Maybe that's why—except in the more intimate storytelling medium of television—Karl Malden was usually a foil to someone like Richard Widmark. Especially in the 1950s, movie heroes couldn't afford to be soft. They could be wrong, and be corrected by more humane partners, but they couldn't be soft.
Richard Widmark in Take the High Ground: The leader can't be soft
Malden was in uniform again in 1957 in Bombers B-52 (which, together with Jimmy Stewart's movie Strategic Air Command, was the best free propaganda the United States Air Force ever got). Malden was Master Sergeant Chuck Brennan, whose daughter (played by Natalie Wood in one of her first roles as a grown woman) falls in love with an officer. Not only with an officer, but with Efrem Zimbalist, Jr., the new commander of the unit.

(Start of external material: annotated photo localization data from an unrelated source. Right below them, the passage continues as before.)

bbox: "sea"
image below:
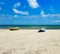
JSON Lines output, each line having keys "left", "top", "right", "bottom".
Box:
{"left": 0, "top": 25, "right": 60, "bottom": 29}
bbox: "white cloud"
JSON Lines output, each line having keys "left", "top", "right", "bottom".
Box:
{"left": 40, "top": 10, "right": 60, "bottom": 18}
{"left": 14, "top": 2, "right": 21, "bottom": 8}
{"left": 40, "top": 10, "right": 49, "bottom": 17}
{"left": 14, "top": 15, "right": 21, "bottom": 18}
{"left": 13, "top": 2, "right": 29, "bottom": 15}
{"left": 13, "top": 8, "right": 29, "bottom": 15}
{"left": 14, "top": 15, "right": 18, "bottom": 17}
{"left": 27, "top": 0, "right": 39, "bottom": 8}
{"left": 40, "top": 6, "right": 55, "bottom": 18}
{"left": 40, "top": 11, "right": 45, "bottom": 17}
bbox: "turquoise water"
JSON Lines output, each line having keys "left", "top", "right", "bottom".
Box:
{"left": 0, "top": 25, "right": 60, "bottom": 29}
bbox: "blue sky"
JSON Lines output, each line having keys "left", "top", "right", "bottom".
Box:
{"left": 0, "top": 0, "right": 60, "bottom": 25}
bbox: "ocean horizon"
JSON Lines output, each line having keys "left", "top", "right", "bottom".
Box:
{"left": 0, "top": 25, "right": 60, "bottom": 29}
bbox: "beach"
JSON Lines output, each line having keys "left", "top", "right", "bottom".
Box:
{"left": 0, "top": 29, "right": 60, "bottom": 54}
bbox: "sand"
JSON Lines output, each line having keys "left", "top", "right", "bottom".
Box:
{"left": 0, "top": 29, "right": 60, "bottom": 54}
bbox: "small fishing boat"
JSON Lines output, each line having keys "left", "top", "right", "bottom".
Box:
{"left": 9, "top": 27, "right": 19, "bottom": 30}
{"left": 38, "top": 27, "right": 46, "bottom": 32}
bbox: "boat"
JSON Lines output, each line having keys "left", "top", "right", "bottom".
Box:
{"left": 38, "top": 27, "right": 46, "bottom": 32}
{"left": 9, "top": 27, "right": 19, "bottom": 30}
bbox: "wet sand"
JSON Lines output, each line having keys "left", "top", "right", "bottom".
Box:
{"left": 0, "top": 29, "right": 60, "bottom": 54}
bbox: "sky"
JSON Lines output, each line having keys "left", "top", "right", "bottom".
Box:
{"left": 0, "top": 0, "right": 60, "bottom": 25}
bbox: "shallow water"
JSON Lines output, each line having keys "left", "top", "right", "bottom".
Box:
{"left": 0, "top": 25, "right": 60, "bottom": 29}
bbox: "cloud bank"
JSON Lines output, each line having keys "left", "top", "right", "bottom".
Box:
{"left": 40, "top": 10, "right": 60, "bottom": 18}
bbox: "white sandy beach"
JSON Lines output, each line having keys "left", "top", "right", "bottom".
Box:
{"left": 0, "top": 29, "right": 60, "bottom": 54}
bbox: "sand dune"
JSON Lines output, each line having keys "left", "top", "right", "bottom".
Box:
{"left": 0, "top": 29, "right": 60, "bottom": 54}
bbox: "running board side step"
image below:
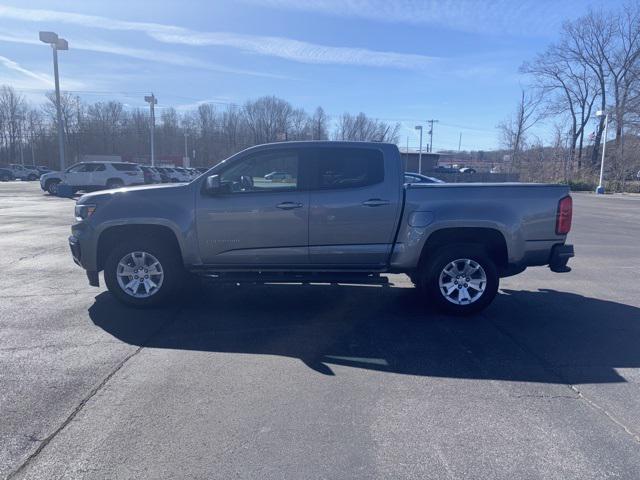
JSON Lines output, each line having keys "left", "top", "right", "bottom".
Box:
{"left": 197, "top": 271, "right": 391, "bottom": 286}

Conflict on the flightline
In Bombers B-52 the best scenes aren't between Malden and Efrem Zimbalist, but between Malden and Natalie Wood. Sgt. Brennan's new grown-up daughter reminds you of Judy, the character that Natalie Wood played in Rebel without a Cause two years earlier.
In both movies Wood played a suddenly sexual young woman who has to form a new relationship with her father in a society that invented the concept of “daddy's little girl.”
Daughter betrays father
In Rebel without a Cause and in Bombers B-52, father and daughter are uncomfortably aware of each other sexually. But Karl Malden doesn't give off the creepy vibes William Hopper (who played private eye Paul Drake on Perry Mason) did as Judy's father in Rebel without a Cause. Judy's father is more angry than the master sergeant because he feels guilty. He wants to keep his little girl in a way that's not innocent, and he knows it.
William Hopper and Natalie Wood in Rebel without a Cause: Daddy's little girl
When I think of the characters Karl Malden played, I think of working men who built a powerful but sometimes violent America after the war, and who raised my generation to inherit it.